Meirage n'avait pas changé. Il reçut Roseline Duclavel avec son même sourire radieux, un beau soir de mai, alors que le soleil, à peine disparu, faisait aux montagnes familières leur couronne rose et mauve. Tout était calme, et vert, et frais, et intact.
Qu'on était loin du fracas des batailles, des ruines et des scènes sanglantes ! Combien ces hauteurs, dans leur sereine immobilité, semblaient prendre en pitié la folie et l'orgueil humains! Elles disaient avec un écrivain sacré et prophète ardent :

« Les peuples travaillent pour le feu. Les nations se fatiguent en vain » (Habakuk 2 : 13).

C'est l'impression qu'eut Roseline, à la sortie du train, en contemplant ce décor de beauté et de rêve. Puis, dans les bras de ses parents, elle goûta enfin ces joies du coeur dont la privation l'avait fait si cruellement souffrir. Et leur culte de famille, ce soir-là, fut un hymne de louange au Dieu miséricordieux qui les avait réunis, alors que tant de foyers étaient dans le deuil et l'épreuve.

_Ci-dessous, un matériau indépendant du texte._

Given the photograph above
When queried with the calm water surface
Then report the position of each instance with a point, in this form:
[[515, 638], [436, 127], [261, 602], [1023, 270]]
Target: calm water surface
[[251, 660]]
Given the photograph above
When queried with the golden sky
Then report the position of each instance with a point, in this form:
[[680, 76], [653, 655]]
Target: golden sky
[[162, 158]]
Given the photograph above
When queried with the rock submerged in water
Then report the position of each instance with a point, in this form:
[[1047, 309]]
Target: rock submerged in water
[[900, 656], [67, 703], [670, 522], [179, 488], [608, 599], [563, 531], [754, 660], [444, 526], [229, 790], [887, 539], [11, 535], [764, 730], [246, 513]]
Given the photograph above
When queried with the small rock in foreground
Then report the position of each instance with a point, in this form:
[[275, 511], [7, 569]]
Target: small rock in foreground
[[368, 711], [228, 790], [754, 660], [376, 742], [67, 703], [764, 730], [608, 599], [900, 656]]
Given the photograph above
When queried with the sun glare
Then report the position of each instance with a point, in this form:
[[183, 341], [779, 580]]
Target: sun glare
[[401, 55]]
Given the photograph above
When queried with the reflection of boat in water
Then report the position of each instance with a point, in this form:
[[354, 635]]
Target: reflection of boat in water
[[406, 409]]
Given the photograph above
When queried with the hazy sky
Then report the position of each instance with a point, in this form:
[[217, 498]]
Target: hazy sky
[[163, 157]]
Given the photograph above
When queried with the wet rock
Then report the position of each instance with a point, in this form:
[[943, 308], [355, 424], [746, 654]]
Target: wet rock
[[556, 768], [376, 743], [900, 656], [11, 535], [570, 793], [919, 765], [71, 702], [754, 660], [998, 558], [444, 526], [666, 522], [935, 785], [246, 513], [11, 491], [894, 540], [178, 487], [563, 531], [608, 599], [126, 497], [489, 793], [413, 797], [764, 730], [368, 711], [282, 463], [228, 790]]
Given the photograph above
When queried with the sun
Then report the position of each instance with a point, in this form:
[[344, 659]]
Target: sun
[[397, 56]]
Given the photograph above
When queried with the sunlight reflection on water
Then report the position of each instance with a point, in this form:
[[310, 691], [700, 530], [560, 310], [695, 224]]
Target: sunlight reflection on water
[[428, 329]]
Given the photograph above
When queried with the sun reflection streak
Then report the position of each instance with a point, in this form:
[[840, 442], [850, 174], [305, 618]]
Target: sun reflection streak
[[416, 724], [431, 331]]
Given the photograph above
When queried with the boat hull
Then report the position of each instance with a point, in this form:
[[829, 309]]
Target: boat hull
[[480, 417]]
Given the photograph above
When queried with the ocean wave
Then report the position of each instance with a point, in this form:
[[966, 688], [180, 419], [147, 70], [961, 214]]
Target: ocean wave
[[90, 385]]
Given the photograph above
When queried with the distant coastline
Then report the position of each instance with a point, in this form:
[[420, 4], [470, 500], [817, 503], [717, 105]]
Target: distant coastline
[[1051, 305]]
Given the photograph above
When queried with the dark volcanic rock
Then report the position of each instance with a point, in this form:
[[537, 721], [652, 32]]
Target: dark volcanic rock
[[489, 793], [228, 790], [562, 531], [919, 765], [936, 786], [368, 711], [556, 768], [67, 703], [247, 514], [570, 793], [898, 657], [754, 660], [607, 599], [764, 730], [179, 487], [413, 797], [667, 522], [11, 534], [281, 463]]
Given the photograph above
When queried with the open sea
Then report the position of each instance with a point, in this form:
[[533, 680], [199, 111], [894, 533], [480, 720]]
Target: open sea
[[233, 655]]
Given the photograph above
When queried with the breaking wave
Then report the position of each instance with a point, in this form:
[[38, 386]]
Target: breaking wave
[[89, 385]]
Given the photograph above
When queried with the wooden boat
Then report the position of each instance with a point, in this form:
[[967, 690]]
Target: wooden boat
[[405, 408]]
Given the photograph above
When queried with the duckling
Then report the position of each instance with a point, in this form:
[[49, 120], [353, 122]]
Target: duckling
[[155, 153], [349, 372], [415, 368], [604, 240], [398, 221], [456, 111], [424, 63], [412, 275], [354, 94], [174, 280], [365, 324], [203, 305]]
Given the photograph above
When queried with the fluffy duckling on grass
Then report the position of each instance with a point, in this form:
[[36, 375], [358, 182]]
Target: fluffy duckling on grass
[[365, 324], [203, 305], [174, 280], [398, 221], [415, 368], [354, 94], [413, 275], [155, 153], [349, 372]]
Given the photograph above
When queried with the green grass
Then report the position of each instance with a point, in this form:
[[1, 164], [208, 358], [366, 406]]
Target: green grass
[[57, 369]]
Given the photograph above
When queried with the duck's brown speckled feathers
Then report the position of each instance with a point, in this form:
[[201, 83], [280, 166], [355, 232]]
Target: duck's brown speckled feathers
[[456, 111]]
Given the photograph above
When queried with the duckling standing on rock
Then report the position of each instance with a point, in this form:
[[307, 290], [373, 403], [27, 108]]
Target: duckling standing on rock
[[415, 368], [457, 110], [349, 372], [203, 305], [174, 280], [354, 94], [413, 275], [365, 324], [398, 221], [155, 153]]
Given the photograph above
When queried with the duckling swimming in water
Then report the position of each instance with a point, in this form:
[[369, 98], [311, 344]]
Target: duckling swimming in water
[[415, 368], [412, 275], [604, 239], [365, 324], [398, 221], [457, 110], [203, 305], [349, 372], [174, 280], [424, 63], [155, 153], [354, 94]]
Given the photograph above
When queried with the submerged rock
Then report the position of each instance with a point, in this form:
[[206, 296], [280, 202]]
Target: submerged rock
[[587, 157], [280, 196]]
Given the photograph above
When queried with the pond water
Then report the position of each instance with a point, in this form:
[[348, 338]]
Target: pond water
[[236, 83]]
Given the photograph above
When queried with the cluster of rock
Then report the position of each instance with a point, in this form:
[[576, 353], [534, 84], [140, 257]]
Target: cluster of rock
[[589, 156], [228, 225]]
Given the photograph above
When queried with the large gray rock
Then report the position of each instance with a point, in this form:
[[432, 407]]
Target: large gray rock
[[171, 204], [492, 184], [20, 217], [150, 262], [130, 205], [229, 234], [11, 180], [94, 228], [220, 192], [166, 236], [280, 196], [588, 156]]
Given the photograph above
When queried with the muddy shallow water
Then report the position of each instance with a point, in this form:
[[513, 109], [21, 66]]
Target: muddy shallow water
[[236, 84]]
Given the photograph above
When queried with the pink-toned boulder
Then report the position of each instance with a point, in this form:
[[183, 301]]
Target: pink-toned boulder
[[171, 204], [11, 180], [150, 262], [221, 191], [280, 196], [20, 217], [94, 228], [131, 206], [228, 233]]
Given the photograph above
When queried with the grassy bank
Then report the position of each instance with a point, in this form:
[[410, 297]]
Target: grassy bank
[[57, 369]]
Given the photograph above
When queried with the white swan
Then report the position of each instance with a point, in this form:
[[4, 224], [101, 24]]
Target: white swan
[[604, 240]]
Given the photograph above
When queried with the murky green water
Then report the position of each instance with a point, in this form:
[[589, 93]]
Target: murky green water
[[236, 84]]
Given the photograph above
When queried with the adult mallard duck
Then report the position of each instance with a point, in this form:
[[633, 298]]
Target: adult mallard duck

La première visite de Roseline fut naturellement pour Mireille. Elle la trouva agitée et en pleurs. On avait, le jour même, reçu des nouvelles très inquiétantes d'Albert Vateau. En travaillant sur un malade gangrené, il s'était piqué avec sa lancette et empoisonné la main. L'infection avait gagné le bras et on craignait la nécessité d'une amputation. C'était son chirurgien lui-même qui écrivait à la famille; le malade demandait sa femme. Il était à l'hôpital à Paris.

La santé de Mireille était toujours médiocre. Ses angoisses continuelles l'avaient maintenue dans la nervosité et la faiblesse qui avaient succédé à la naissance de son fils. Les permissions de son mari n'étaient que l'occasion d'une nouvelle crise. Aussi cet appel d'Albert de venir près de lui la consterna. Elle avait conscience de ne jamais lui avoir aidé à porter le fardeau des circonstances, au contraire. Il l'avait toujours tendrement grondée de son manque de courage, mais avec une certaine amertume dans la voix. Elle l'avait bien compris : elle n'était pas restée à la hauteur de son rêve à lui.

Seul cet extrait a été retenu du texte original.